The government had no policy to sterilize HIV-positive women forcibly. However, LAC reported these women were often “encouraged” to agree to sterilization by medical personnel. In July the High Court ruled that doctors at state hospitals wrongfully sterilized 16 HIV-positive women in 2008 without their consent, following caesarean sections. However, the court ruled there was insufficient evidence to prove they were sterilized because of their HIV status.
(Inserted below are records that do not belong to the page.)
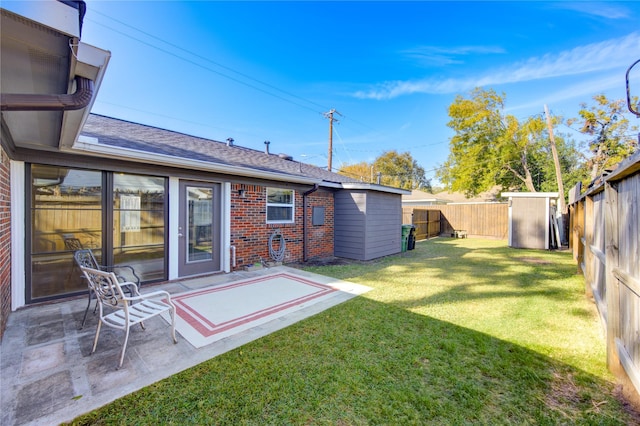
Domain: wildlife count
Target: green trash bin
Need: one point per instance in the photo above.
(406, 229)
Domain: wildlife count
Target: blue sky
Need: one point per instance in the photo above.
(257, 71)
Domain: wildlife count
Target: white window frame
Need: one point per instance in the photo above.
(291, 205)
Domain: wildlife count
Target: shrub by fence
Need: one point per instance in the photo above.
(605, 225)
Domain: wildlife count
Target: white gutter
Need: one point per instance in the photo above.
(90, 146)
(373, 187)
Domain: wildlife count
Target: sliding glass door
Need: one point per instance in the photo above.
(69, 211)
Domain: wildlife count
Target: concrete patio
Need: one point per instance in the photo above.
(48, 375)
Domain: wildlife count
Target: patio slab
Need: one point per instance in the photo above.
(47, 375)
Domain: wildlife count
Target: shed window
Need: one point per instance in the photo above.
(280, 205)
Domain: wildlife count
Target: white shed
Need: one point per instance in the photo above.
(532, 219)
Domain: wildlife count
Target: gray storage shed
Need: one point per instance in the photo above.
(368, 222)
(530, 219)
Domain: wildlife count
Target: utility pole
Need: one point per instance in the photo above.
(556, 161)
(329, 115)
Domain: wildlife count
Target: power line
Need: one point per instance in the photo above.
(208, 68)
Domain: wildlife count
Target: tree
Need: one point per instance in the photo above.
(614, 138)
(400, 171)
(492, 148)
(394, 169)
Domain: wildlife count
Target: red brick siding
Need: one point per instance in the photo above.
(250, 233)
(5, 240)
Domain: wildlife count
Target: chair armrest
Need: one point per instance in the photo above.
(132, 289)
(152, 295)
(112, 268)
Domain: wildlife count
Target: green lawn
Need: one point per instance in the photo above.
(455, 332)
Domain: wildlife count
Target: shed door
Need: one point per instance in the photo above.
(199, 228)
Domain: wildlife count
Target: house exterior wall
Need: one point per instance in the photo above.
(5, 240)
(368, 224)
(384, 225)
(250, 233)
(350, 224)
(529, 222)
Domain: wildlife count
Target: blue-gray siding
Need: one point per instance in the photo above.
(368, 224)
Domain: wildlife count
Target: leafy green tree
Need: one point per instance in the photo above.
(493, 148)
(360, 171)
(393, 169)
(614, 139)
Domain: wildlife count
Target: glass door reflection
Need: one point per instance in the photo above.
(200, 214)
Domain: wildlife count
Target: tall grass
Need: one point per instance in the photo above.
(454, 332)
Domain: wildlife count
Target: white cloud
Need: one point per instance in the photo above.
(602, 56)
(439, 56)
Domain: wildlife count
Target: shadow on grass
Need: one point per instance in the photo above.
(367, 362)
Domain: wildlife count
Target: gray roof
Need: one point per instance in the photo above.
(120, 133)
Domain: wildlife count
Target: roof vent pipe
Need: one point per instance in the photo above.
(32, 102)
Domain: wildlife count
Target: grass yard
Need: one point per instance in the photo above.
(455, 332)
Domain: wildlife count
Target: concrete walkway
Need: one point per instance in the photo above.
(48, 376)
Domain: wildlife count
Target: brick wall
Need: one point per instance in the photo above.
(5, 241)
(250, 233)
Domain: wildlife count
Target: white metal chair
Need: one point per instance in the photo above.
(123, 312)
(85, 257)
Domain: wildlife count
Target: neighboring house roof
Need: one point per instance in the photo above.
(417, 197)
(158, 144)
(493, 195)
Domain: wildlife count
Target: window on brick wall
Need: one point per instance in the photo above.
(280, 205)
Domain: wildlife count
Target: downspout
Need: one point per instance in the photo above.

Discrimination: The law prohibits gender-based discrimination, including employment discrimination; however, men continued to dominate positions in upper management in both the private and the public sectors. The Ministry of Labor and Social Welfare and the Employment Equity Commission, which report to the minister of labor, were responsible for addressing complaints of discrimination in employment; however, neither was effective due to the backlog of cases.
The law prohibits discriminatory practices against women married under civil law, but women who married under customary law continued to face legal and cultural discrimination. Traditional practices that permitted family members to confiscate the property of deceased men from their widows and children continued.
The custom by which a widow or widower marries the brother or sister of the deceased to ensure that the surviving spouse and children are cared for is still practiced in some areas of the country. According to a 2005 study, Women’s Property and Inheritance Rights in Namibia, published by the University of Namibia, the practice of widow inheritance (levirate) and widower inheritance (sororate) were still common among the Ovambo, Herero, Lozi, and, to a lesser extent, the Kavango. However, anecdotal evidence suggests this has been decreasing in recent years, and now is done mostly with the consent of both parties.
The Ministry of Gender Equality and Child Welfare is responsible for advocating for women’s rights. The Ministry of Justice’s Law Reform and Development Commission advocated for women’s rights in legislation.